Because state regulators are often reluctant to confront local industries, EPA has repeatedly stepped in over the years to enforce that prohibition. The plan issued early last year was intended to promote compliance with the agency’s 2015 ozone standard of 70 parts per billion.

Almost nine years later, 115 million Americans live in areas that still fail to meet that limit. Particularly along the East Coast, state regulators blame upwind emissions from the South and Midwest for a significant part of their compliance problems.
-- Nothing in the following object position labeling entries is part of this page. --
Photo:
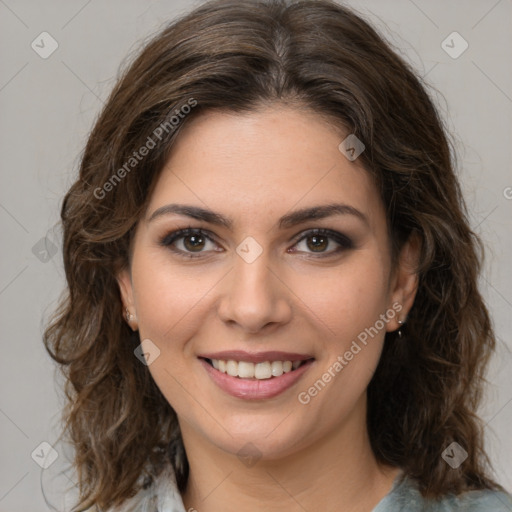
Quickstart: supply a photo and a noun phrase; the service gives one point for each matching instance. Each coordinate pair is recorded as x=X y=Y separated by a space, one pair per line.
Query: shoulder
x=477 y=501
x=405 y=497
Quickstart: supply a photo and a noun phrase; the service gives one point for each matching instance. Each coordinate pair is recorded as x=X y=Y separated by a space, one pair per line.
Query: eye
x=192 y=242
x=318 y=240
x=188 y=241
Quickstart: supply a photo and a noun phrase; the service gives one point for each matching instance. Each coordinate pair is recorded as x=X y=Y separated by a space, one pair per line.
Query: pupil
x=317 y=239
x=197 y=242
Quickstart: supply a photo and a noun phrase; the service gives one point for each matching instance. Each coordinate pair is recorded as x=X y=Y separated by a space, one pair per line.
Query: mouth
x=255 y=376
x=255 y=371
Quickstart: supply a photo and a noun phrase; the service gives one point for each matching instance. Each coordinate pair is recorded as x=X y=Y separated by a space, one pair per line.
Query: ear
x=124 y=280
x=404 y=283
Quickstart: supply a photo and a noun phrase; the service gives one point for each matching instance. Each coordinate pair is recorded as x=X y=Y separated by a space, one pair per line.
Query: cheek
x=349 y=298
x=170 y=300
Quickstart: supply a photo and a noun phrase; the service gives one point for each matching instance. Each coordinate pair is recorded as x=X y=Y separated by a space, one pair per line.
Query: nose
x=254 y=296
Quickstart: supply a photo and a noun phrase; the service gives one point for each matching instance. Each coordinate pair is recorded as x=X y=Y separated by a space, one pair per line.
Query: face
x=294 y=306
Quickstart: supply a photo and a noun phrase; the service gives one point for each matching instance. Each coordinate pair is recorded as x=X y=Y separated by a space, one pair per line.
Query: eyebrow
x=286 y=221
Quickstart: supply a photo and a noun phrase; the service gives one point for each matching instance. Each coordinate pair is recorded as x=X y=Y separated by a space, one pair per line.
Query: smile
x=255 y=380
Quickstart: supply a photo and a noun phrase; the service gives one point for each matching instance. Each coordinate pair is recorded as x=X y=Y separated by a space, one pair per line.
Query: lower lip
x=255 y=389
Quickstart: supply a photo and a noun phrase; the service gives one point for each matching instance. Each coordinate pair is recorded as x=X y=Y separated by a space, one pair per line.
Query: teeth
x=263 y=370
x=247 y=370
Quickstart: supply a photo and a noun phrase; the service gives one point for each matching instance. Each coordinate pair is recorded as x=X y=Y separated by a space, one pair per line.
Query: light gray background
x=48 y=107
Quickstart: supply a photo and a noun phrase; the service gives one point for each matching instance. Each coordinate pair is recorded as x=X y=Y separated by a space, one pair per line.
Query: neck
x=335 y=472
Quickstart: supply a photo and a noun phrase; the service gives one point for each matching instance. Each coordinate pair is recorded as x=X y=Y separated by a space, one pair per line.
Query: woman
x=273 y=298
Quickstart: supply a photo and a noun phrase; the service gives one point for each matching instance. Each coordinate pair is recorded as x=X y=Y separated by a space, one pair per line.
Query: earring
x=399 y=332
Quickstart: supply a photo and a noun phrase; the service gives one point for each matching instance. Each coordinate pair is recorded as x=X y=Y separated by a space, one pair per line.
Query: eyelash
x=167 y=241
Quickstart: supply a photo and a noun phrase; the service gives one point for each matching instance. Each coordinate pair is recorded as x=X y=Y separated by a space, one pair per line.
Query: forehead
x=262 y=164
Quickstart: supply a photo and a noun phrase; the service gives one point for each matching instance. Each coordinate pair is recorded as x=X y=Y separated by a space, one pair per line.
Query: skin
x=254 y=168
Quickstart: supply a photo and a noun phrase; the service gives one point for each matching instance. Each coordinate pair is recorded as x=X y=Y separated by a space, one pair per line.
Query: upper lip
x=256 y=357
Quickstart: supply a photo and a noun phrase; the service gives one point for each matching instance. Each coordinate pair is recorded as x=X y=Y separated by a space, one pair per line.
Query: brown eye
x=319 y=240
x=190 y=242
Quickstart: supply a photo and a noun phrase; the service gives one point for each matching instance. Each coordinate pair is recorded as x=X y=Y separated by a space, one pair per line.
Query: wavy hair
x=237 y=56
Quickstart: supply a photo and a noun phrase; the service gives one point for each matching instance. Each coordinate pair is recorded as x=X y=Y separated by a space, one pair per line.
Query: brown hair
x=236 y=56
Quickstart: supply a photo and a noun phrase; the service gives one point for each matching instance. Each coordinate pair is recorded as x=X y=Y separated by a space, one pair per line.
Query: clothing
x=403 y=496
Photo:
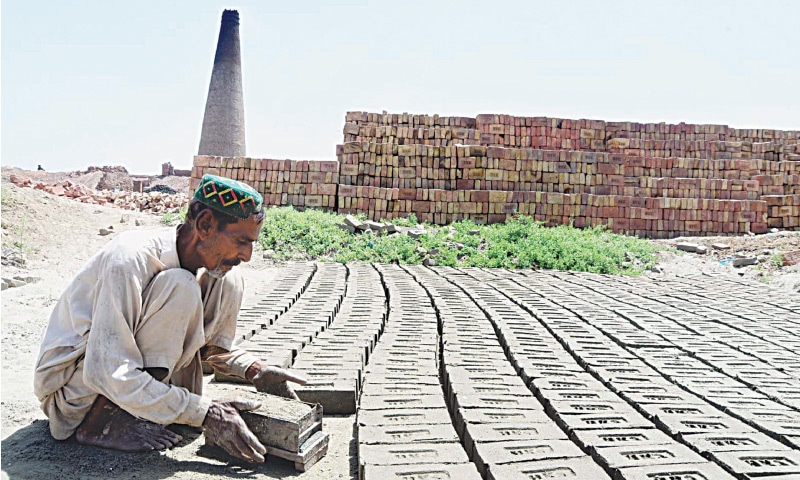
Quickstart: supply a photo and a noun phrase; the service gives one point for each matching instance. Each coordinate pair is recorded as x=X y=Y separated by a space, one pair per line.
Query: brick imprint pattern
x=497 y=374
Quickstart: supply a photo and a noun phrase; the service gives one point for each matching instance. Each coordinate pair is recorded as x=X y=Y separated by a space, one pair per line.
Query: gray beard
x=216 y=273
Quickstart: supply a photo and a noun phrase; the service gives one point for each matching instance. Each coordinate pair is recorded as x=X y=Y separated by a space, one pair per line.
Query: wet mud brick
x=590 y=440
x=681 y=471
x=376 y=402
x=491 y=453
x=389 y=434
x=609 y=421
x=580 y=468
x=467 y=416
x=627 y=456
x=424 y=416
x=410 y=454
x=456 y=471
x=761 y=463
x=511 y=431
x=712 y=443
x=403 y=389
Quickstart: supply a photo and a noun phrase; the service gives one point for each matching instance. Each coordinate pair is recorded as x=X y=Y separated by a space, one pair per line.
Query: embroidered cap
x=229 y=196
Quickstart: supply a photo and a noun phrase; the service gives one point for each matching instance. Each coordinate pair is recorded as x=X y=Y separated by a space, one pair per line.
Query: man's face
x=226 y=248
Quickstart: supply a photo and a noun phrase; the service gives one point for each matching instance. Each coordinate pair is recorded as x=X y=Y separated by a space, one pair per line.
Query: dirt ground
x=57 y=235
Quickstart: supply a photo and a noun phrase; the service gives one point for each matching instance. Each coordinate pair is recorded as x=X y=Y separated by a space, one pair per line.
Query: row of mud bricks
x=495 y=374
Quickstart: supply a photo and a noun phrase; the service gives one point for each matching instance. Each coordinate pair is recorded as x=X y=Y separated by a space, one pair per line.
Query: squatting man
x=121 y=356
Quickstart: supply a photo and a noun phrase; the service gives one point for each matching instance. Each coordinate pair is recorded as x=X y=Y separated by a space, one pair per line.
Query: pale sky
x=125 y=83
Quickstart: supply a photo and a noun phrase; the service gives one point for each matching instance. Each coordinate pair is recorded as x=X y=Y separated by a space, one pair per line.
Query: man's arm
x=240 y=363
x=114 y=366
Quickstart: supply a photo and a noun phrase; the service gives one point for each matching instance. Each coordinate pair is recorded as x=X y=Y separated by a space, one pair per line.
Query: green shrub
x=519 y=243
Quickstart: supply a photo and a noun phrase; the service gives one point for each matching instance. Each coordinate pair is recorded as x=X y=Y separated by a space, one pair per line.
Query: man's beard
x=220 y=272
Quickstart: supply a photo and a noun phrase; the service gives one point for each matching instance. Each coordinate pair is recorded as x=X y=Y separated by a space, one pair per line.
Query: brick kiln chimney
x=223 y=123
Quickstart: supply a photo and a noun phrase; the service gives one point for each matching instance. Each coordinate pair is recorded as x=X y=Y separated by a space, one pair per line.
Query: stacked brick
x=639 y=195
x=301 y=183
x=654 y=180
x=650 y=139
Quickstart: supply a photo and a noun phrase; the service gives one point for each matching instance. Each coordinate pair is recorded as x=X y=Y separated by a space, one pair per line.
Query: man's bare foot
x=108 y=426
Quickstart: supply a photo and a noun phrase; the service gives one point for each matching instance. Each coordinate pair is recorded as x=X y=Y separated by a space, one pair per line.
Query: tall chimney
x=223 y=123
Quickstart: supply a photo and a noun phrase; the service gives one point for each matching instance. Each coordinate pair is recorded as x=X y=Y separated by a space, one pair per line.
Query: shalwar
x=130 y=308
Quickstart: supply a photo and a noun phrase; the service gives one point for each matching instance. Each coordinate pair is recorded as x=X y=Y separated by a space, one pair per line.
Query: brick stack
x=631 y=138
x=301 y=183
x=655 y=180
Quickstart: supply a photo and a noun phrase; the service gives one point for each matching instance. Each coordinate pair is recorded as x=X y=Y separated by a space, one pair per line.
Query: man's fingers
x=296 y=378
x=245 y=404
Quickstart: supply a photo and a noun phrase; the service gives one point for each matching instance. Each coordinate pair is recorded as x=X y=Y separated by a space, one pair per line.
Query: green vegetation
x=170 y=218
x=519 y=243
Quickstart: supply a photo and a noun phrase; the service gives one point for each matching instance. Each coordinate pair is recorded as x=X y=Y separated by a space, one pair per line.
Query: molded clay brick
x=627 y=456
x=608 y=421
x=657 y=411
x=374 y=402
x=581 y=468
x=395 y=379
x=388 y=389
x=466 y=416
x=457 y=471
x=586 y=395
x=591 y=439
x=338 y=397
x=682 y=425
x=520 y=451
x=517 y=431
x=685 y=471
x=761 y=463
x=677 y=397
x=390 y=434
x=731 y=442
x=426 y=416
x=411 y=454
x=582 y=406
Ozone is formed by the reaction of nitrogen oxides (NOx) and volatile organic compounds in sunshine. Both classes of pollutants are tied to the production and consumption of fossil fuels.

EPA imposed the federal plan after concluding that the state alternatives fell short of the Clean Air Act’s requirements. For the first time, the agency expanded the plan’s purview to cover industries such as natural gas pipeline operators and steel mills, as well as the power sector. Its geographic reach was also extended to California and several Mountain West states.
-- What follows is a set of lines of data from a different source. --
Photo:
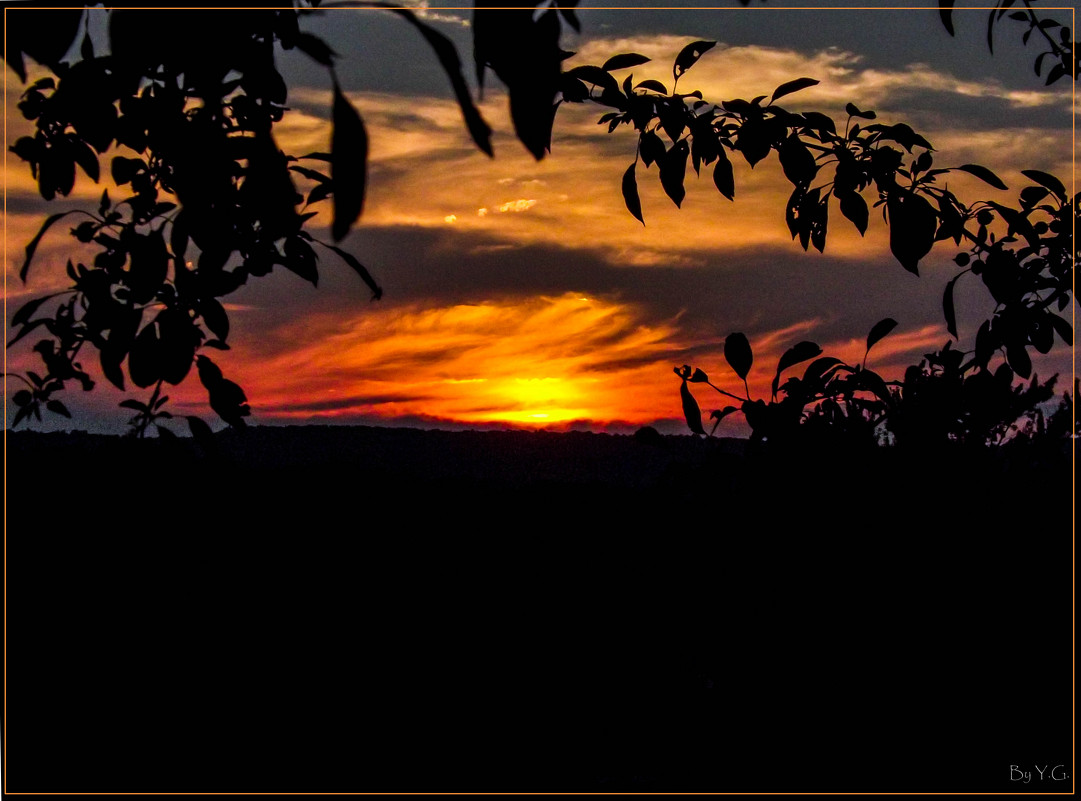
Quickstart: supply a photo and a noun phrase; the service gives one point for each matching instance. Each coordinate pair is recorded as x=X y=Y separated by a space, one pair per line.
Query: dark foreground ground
x=328 y=609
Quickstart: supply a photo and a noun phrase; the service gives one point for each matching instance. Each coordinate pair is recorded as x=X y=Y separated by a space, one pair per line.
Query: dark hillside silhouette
x=372 y=609
x=320 y=609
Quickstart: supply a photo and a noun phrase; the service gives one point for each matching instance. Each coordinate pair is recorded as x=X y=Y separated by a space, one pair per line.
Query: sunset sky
x=523 y=293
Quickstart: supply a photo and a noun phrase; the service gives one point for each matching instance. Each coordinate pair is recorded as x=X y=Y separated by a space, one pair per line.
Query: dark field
x=350 y=609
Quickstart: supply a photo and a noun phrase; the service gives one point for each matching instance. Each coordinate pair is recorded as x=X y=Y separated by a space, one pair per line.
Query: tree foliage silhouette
x=212 y=200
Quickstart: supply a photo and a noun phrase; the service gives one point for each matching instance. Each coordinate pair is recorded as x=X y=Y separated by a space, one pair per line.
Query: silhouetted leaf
x=214 y=317
x=359 y=269
x=854 y=208
x=689 y=56
x=57 y=408
x=624 y=61
x=201 y=432
x=691 y=411
x=301 y=259
x=653 y=85
x=448 y=56
x=1064 y=329
x=738 y=355
x=818 y=366
x=723 y=178
x=753 y=141
x=597 y=76
x=797 y=161
x=1018 y=359
x=650 y=147
x=881 y=329
x=800 y=351
x=985 y=345
x=790 y=87
x=903 y=134
x=44 y=35
x=316 y=48
x=348 y=164
x=948 y=310
x=854 y=110
x=630 y=194
x=1048 y=181
x=912 y=224
x=872 y=382
x=946 y=12
x=984 y=174
x=226 y=398
x=32 y=245
x=674 y=171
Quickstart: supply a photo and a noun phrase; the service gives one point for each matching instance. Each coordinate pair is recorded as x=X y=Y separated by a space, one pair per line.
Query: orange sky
x=529 y=341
If fully in effect by the summer of 2026, the new regimen is expected to cumulatively cut summertime releases of NOx by about 70,000 tons compared with a business-as-usual scenario and prevent up to 1,300 premature deaths that year.

Siding with Gorsuch in the majority opinion were Chief Justice John Roberts, as well as Justices Clarence Thomas, Samuel Alito and Brett Kavanaugh. Barrett’s dissent was endorsed by Justices Sonia Sotomayor, Elena Kagan and Ketanji Brown Jackson.
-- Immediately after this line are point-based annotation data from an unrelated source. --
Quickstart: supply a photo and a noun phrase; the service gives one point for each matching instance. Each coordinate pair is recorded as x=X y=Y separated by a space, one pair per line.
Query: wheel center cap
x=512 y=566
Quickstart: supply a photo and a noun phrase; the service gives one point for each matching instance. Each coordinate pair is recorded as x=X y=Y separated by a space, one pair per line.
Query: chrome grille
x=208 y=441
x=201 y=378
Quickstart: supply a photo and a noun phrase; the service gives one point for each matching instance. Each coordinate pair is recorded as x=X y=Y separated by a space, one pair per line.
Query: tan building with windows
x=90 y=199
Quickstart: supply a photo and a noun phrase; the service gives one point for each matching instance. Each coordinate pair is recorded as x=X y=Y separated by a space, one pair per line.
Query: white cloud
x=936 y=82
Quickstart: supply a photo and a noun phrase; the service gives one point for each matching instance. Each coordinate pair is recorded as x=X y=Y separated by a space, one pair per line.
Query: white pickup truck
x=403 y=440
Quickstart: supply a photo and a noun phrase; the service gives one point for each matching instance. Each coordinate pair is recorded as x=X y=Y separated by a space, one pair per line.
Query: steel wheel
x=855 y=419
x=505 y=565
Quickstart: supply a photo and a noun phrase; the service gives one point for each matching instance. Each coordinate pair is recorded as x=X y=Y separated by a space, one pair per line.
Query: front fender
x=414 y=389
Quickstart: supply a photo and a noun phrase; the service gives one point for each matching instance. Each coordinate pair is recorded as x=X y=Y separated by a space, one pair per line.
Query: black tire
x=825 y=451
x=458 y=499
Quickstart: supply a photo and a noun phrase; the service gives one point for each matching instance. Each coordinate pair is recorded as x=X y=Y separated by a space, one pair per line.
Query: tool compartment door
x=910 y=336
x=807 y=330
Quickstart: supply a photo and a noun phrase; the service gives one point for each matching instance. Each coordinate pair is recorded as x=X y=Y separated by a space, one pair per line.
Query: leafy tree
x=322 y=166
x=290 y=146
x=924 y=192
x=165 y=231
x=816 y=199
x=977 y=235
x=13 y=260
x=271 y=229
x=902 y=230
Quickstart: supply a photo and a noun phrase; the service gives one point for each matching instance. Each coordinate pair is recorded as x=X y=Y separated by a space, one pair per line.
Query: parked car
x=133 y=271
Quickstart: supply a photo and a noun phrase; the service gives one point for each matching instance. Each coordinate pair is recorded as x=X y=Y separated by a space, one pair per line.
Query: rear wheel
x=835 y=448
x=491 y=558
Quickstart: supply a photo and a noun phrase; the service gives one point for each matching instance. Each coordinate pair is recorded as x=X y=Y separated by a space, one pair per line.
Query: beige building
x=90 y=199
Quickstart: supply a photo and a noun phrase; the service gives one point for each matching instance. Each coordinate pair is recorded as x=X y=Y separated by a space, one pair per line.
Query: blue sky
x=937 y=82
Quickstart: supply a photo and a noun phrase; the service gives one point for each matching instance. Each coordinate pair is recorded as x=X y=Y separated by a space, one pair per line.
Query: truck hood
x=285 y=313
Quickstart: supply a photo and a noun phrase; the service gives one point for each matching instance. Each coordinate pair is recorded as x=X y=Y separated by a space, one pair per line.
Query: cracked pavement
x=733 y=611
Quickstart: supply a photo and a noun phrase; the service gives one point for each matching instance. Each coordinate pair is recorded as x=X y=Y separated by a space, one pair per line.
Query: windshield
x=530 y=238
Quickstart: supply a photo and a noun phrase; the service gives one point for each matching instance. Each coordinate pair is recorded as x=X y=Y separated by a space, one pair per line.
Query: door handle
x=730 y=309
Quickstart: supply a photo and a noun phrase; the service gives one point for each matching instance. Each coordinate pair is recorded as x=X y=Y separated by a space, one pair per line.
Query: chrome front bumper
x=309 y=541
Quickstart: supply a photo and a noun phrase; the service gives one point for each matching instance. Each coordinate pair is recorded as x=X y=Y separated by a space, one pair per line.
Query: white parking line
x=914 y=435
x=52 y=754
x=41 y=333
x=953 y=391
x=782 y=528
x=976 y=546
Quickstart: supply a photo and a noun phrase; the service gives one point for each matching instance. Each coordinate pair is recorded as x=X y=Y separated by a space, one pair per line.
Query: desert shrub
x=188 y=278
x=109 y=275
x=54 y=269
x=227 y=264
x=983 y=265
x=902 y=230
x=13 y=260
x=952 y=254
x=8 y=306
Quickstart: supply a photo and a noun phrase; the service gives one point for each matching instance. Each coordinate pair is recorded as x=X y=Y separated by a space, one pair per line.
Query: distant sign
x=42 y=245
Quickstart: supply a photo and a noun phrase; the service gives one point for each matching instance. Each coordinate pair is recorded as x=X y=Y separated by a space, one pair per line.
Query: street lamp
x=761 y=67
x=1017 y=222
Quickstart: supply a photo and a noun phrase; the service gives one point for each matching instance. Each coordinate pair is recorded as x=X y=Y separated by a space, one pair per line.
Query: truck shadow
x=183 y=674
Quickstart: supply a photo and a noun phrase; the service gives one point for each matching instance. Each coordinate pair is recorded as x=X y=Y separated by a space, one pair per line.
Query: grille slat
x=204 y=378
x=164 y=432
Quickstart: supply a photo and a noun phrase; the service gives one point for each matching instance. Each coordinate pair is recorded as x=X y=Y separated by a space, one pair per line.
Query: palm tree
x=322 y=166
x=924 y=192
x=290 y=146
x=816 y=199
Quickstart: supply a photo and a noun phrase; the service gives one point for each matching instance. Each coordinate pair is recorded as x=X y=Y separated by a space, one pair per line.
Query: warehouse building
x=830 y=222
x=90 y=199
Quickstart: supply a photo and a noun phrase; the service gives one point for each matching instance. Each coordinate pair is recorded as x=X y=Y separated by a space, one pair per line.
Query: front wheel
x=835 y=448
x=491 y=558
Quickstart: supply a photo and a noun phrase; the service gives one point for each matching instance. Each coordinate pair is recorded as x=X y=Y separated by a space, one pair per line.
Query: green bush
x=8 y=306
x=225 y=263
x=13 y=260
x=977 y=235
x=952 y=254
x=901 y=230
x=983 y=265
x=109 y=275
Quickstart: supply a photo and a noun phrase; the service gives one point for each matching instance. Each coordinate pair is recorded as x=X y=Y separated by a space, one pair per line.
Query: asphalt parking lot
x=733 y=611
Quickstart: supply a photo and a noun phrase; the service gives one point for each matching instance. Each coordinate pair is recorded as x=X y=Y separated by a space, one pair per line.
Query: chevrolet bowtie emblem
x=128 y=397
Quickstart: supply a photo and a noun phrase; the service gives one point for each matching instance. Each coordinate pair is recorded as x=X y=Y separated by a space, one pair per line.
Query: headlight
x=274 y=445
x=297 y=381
More than a decade ago, while a D.C. Circuit judge, Kavanaugh had authored an opinion striking down an earlier good neighbor plan. That decision was largely reversed in a 6-2 Supreme Court ruling issued in 2014.

The decision released Thursday also marks a victory for a novel legal strategy that was the equivalent of a one-two punch. In a flood of lawsuits launched last year around the country, industries and Republican-run states first challenged EPA’s rejection of the state good neighbor plans that was the legally required forerunner to imposition of the federal alternative.

Then, after persuading appellate courts to stay the disapprovals of a dozen state plans, they convinced the majority of the Supreme Court that the federal framework was therefore no longer workable and posed the specter of huge compliance costs. The high court’s ruling is also likely to at least slow EPA’s proposal to put five more states under the umbrella of good neighbor plan requirements.

In statements Thursday, environmental and business groups alternatively condemned and applauded the outcome.

“Giving corporate polluters a pass to keep prioritizing profits over people is a devastating outcome for public health, especially as we prepare for a summer that could be one of the worst smog seasons on record,” said Holly Bender, the Sierra Club’s chief energy officer, who also questioned the court’s rationale for taking the case at this point.

But at America’s Power, a trade group, President and CEO Michelle Bloodworth labeled the good neighbor rule another example of EPA overreach. “We look forward to this rule ultimately being struck down by the courts,” Bloodworth said, “so that states and utilities can continue focusing on the best ways to deliver affordable and reliable power to American families and businesses.”